Unfortunately, there are still two bugs that are keeping us from enabling accelerated layers by default:
Bug 619615 - Hangs on Nexus One
Bug 619539 - Startup crashes on Droid

Any help debugging these problems would be greatly appreciated.

Wednesday, December 15, 2010

Hardware Acceleration on Fennec

It's now possible with current nightlies to use OpenGL for compositing in Fennec on Android. To turn it on, go to about:config and set "layers.accelerate-all" to "true" and restart. If it's working you can go to about:support and the Graphics section will say "1/1 OpenGL".

It would be great if people can test it and let me know how it goes.

Monday, November 8, 2010

Dealing with mach_kernel in Shark

Sometimes when profiling a bunch of time ends up in mach_kernel. Figuring out why isn't always easy but here are two tips that should help a bit:

  • You can get better symbols for mach_kernel by downloading a KernelDebugKit
    This can help a bit when trying to figure out what's happening in the kernel. For example, _dtrace_get_cpu_int_stack_t becomes _mach_call_munger.

  • Shark has a System Trace profiling mode. This can show you what code is causing the kernel to do work. It can break down time by system call or by vm fault which should account for most things.

    While trying this out I noticed we were spending a fair amount of time in ChildViewMouseTracker::WindowForEvent(NSEvent*). This gave me the idea that the reason that Firefox causes the WindowServer process to start using a huge amount of CPU is because we tell the WindowServer to give us all of the mouse events instead of the ones only targeted at our window. Presumably this causes the WindowServer to build up a very large queue of events when the Firefox process is stopped and thus use lots of CPU. This turns out to be the case. nsToolkit::RegisterForAllProcessMouseEvents causes us to listen to all mouse events and disabling the code there fixes the problem. Bug 611068 tracks the problem.

Friday, May 28, 2010

Reviewing in vim

Bugzilla's review interface is poor. I find a mild improvement is possible by copying the review text into an editor and reviewing it there. One of things that makes this experience better is syntax highlighting. Here's a modification of vim's diff highlighting script that works with quoted patches. Adding the following to one's .vimrc will get it used for .review files:
au BufNewFile,BufRead *.review setf review

Friday, January 22, 2010

Reproducing bugs on complicated webpages

A while back, I was running into hangs on Facebook with the html5 parser. I wanted to reproduce the problem locally and try to minimize it. However, Facebook is pretty complicated and loads content using ajax, so the traditional approach of saving the page didn't work. I needed a different approach, so I hacked up a http proxy to be able to record and replay server interactions. It works by writing out the result of each GET request to a file named after the Request-URI. After you're done recording an interaction with the server, you can switch to replay mode and instead of proxying, the recording will be played back to the browser.

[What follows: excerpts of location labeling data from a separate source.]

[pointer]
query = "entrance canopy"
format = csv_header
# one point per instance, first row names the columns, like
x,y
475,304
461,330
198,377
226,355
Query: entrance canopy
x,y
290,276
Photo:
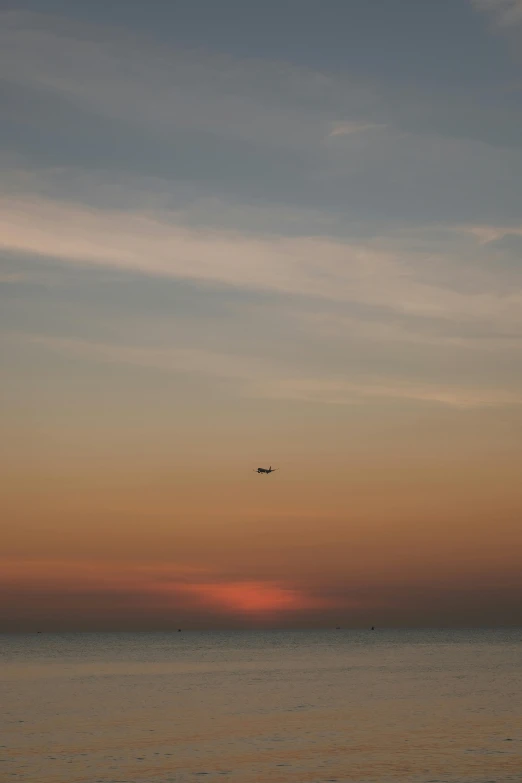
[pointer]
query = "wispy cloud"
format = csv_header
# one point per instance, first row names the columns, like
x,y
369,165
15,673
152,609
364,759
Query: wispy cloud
x,y
374,273
347,128
507,13
268,379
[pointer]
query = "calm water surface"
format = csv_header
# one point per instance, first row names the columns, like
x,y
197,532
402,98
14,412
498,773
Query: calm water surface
x,y
274,706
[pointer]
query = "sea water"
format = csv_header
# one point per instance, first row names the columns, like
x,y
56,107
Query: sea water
x,y
275,706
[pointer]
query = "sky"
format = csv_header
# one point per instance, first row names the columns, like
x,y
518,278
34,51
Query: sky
x,y
243,234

I should mention a couple of limitations to this approach. First, it assumes that the resources specified at particular urls don't change over the recording session. Second, it assumes that the resources requested are dependent only on the data recorded and not on the time or anything like that. Even with these limitations, the proxy seems to work well enough.

It's currently pretty hacky, but you can grab it from git:// There's a README in the repository explaining how to run and replay. I'd love to hear if this of any use to anyone else or if you have patches for improving it.

Graphics performance in Firefox 3.6

One of the performance improvements included in Firefox 3.6 is a new path rasterizer for use on Windows. This new rasterizer improves vector graphics performance substantially.

The previous rasterizer is designed for a XRender trapezoid model of rasterization. In this model, to fill a polygon, we first tessellate it into a collection of trapezoids. Next, each of these trapezoids is rasterized and the result added to mask image. Finally, this mask is used to composite the filled polygon. This design can work well if we rasterize multiple trapezoids in parallel as could be done on a GPU. However, when we're using the CPU to sequentially rasterize and blend each trapezoid it's not the most efficient approach.

Scanline rasterization is the textbook method for filling polygons and when using a CPU it can be more efficient than tessellating. Instead of breaking the polygon into trapezoids we iterate over each scanline of the mask image. For each scanline, we iterate over the edges that it intersects and fill the pixels in-between the edges to produce the mask image.

M Joonas Pihlaja contributed a scanline rasterizer to cairo as part of a Google Summer of Code project and it's included in Firefox 3.6. This new rasterizer makes a pretty significant difference when filling complex paths. For example, this test draws a spinning map of the world using canvas. In Firefox 3.5, I get about 6-7fps. Using Firefox 3.6, it's nearly 4x faster with about 19-24fps.